Student stained glass artworks

By definition, stained glass is inherently impossible to mass produce as an art medium. The most ambitious work of my life (which is seen with details by clicking here), took an entire year to produce, with an assistant’s regular help.

At age 35, my first solo exhibition in 1986, in Santa Monica, California, juxtaposed laboriously created one-of-a-kind stained glass artworks with my first reproducible artworks made with the aid of an architectural computer system (CAD). Enthusiastic critical response to the exhibition gave me the faith that I was on the right path. However, if cracking the art world with uncompromising compositions created in an ancient craft medium was a stretch, in those times computer-generated art was then so cutting-edge, that it was perceived as a gimmick. Those artworks made back then would be impossible to reproduce today, for the technology used to print them is no longer in existence.
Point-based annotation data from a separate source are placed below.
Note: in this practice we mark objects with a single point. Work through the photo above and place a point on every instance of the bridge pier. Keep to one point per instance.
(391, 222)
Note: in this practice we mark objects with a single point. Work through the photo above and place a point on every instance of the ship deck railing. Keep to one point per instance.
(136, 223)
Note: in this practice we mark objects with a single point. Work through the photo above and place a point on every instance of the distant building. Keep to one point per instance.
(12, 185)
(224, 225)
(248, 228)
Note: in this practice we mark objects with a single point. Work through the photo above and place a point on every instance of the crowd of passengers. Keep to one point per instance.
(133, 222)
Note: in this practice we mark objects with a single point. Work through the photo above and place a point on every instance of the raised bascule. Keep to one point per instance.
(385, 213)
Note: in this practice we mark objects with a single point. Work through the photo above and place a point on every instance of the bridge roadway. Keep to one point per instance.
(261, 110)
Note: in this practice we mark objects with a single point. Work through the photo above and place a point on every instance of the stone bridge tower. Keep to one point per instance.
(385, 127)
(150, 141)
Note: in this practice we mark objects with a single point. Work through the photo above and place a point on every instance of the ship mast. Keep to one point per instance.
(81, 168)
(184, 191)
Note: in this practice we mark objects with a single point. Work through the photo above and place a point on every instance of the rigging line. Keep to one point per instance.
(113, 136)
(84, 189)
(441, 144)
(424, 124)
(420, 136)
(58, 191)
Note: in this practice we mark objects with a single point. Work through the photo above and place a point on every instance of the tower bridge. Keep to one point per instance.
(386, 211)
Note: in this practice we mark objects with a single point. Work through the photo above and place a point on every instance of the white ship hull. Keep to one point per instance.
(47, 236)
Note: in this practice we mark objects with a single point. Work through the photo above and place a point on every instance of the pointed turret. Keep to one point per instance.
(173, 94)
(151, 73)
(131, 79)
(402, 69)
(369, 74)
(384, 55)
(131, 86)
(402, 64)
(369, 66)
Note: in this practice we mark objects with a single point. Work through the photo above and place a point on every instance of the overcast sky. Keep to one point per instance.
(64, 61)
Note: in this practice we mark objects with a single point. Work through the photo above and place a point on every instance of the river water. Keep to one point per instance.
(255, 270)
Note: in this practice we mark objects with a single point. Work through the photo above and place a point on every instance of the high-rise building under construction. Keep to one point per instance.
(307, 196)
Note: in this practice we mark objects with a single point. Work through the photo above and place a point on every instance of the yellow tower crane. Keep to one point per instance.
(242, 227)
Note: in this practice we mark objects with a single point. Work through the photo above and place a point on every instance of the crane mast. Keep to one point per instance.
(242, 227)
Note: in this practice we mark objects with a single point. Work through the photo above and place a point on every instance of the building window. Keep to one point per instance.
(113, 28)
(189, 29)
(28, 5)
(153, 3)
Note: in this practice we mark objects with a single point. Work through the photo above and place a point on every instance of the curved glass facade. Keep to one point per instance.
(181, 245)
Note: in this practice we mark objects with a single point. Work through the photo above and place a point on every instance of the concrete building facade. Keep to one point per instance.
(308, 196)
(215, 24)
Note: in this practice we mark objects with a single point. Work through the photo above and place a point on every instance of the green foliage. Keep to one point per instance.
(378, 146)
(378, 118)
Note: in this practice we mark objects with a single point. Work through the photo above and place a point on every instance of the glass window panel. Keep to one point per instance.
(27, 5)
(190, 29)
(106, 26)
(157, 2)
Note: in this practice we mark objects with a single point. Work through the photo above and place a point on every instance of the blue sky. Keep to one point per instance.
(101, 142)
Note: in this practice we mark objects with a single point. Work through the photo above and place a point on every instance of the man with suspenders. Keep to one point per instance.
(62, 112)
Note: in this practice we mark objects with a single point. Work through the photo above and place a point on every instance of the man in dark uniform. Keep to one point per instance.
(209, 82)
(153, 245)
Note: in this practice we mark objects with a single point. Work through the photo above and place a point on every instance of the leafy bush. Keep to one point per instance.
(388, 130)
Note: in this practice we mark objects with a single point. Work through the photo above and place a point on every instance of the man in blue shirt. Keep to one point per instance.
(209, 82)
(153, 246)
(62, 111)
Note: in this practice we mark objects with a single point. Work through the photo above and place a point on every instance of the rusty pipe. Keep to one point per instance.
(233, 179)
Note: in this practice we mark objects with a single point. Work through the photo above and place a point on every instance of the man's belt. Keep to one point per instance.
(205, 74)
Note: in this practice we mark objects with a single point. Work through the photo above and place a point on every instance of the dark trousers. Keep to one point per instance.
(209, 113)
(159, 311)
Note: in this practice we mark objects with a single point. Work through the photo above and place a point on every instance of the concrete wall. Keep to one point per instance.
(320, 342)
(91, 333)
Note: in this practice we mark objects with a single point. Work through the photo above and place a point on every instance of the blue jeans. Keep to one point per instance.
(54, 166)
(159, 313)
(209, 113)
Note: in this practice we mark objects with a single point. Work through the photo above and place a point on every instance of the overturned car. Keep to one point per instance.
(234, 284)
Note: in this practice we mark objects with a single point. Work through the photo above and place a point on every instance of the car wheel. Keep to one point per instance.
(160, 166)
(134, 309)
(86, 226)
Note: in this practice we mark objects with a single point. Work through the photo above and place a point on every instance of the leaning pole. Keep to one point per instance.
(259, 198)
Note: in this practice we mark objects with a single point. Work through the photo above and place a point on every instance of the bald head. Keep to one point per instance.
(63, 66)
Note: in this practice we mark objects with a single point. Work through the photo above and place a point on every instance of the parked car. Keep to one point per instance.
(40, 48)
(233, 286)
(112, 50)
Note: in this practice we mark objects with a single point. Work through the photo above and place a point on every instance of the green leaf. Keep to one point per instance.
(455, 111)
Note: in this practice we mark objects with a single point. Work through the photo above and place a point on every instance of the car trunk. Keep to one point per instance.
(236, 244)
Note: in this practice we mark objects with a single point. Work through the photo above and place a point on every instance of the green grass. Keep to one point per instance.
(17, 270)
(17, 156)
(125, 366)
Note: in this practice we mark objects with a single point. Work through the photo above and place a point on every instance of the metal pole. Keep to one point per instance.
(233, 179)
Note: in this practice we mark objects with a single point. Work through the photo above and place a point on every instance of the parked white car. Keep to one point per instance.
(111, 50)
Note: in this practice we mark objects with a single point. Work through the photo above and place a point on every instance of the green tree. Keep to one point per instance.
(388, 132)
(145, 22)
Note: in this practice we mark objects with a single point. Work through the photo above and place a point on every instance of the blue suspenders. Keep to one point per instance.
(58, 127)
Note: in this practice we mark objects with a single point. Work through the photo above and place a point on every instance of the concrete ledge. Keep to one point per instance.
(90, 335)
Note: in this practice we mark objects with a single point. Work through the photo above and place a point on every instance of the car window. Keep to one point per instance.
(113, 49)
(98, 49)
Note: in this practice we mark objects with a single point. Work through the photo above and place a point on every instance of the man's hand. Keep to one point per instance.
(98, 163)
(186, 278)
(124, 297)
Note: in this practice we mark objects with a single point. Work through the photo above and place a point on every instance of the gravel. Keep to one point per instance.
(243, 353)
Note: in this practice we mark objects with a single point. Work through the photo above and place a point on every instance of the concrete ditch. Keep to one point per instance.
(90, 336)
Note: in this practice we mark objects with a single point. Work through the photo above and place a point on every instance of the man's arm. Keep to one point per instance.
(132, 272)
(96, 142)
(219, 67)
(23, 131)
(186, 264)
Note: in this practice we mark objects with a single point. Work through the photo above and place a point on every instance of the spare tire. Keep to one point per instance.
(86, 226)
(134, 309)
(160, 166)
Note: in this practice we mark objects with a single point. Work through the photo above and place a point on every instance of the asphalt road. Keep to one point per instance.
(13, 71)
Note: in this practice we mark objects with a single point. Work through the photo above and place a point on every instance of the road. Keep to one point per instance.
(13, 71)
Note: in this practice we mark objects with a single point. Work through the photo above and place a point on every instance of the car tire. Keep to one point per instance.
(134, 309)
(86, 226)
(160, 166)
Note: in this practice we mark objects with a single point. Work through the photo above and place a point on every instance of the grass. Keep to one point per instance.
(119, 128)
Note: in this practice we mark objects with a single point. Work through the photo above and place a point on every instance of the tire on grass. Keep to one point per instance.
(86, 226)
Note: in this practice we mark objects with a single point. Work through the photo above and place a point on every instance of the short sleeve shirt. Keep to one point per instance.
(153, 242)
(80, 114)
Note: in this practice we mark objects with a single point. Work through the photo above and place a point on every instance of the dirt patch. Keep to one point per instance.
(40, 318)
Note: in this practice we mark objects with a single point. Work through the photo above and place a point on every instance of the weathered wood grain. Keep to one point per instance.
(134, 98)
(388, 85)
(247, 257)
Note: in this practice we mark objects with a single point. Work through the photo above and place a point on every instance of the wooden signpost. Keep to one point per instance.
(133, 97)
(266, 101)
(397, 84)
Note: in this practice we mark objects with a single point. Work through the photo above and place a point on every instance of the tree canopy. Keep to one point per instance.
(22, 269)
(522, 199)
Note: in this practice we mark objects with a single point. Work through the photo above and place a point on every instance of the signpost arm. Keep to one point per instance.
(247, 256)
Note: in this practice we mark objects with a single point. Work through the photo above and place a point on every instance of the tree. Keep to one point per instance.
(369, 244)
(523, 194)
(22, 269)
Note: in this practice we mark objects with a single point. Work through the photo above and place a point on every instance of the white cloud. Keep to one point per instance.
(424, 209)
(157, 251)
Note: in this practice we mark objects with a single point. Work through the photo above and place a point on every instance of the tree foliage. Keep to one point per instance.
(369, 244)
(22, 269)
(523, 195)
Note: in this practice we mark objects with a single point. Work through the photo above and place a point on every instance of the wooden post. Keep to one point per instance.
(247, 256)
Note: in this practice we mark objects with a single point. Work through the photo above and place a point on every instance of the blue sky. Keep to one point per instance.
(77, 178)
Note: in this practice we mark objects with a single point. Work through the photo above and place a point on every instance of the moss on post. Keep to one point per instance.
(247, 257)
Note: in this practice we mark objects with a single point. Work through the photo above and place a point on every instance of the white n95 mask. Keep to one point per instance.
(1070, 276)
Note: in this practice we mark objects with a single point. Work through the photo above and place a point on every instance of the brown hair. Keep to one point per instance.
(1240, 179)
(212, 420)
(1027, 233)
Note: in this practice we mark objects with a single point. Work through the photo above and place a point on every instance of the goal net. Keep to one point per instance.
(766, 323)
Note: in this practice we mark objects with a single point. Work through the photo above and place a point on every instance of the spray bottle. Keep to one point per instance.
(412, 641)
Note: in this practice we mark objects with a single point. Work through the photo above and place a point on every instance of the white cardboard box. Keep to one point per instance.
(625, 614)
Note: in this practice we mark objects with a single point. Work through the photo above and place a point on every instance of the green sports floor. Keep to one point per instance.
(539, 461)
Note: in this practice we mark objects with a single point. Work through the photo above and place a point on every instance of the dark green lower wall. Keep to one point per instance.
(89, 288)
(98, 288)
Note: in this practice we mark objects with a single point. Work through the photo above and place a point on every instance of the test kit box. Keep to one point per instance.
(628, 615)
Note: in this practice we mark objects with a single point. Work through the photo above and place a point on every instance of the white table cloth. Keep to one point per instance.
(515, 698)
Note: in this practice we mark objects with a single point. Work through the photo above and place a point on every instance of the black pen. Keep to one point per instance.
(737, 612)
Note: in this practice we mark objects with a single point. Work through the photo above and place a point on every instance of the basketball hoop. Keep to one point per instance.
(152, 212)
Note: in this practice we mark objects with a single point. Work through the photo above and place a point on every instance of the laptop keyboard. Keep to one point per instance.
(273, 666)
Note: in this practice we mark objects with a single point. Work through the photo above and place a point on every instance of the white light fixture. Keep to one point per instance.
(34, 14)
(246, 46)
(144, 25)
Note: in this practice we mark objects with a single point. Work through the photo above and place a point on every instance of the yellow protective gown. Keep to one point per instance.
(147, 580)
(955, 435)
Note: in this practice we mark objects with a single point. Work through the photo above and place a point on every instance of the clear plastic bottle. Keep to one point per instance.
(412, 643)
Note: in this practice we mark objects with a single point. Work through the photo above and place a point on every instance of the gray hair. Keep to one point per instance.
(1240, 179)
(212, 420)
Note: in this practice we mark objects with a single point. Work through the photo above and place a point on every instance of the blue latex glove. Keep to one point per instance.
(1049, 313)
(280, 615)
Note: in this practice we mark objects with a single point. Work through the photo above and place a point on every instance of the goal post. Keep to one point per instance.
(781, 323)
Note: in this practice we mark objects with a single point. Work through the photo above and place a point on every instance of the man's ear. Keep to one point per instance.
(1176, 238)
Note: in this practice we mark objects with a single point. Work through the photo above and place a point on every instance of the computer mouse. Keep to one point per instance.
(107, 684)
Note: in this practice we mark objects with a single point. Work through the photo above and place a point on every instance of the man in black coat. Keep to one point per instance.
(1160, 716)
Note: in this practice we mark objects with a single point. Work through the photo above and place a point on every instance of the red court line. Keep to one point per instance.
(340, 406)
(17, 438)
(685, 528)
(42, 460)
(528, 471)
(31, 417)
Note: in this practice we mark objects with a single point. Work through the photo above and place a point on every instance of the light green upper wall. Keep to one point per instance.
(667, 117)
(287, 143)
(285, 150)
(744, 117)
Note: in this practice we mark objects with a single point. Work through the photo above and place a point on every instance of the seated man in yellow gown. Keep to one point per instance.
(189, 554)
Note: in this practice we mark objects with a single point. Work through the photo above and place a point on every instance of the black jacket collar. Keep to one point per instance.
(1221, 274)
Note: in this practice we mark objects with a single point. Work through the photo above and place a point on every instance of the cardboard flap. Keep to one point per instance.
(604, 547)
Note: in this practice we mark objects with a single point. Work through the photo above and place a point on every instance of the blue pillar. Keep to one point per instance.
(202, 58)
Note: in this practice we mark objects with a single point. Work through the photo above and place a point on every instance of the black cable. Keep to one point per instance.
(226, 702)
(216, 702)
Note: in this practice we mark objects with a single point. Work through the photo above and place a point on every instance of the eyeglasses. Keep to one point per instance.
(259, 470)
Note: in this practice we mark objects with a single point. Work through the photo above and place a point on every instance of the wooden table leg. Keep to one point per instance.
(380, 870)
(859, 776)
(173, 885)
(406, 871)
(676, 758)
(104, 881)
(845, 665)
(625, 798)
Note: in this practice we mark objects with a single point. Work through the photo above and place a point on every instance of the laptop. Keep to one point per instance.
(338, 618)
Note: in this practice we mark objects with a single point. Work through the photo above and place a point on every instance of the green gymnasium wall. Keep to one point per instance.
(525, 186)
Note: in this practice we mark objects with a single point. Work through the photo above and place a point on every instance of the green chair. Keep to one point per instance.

In New York, I saw the writing on the wall of what Reaganomics, Wall Street and the corporatization of the US had in store for the nation. In the Old World I hoped to encounter a more sophisticated sense of cultural values and an appreciation of my Old World skills that were combined with contemporary insights. Instead, like the film The Moderns, I discovered why romanticizing greener grass in faraway places is an illusion. The only answer to this dilemma, that almost all artists face, has to come from within.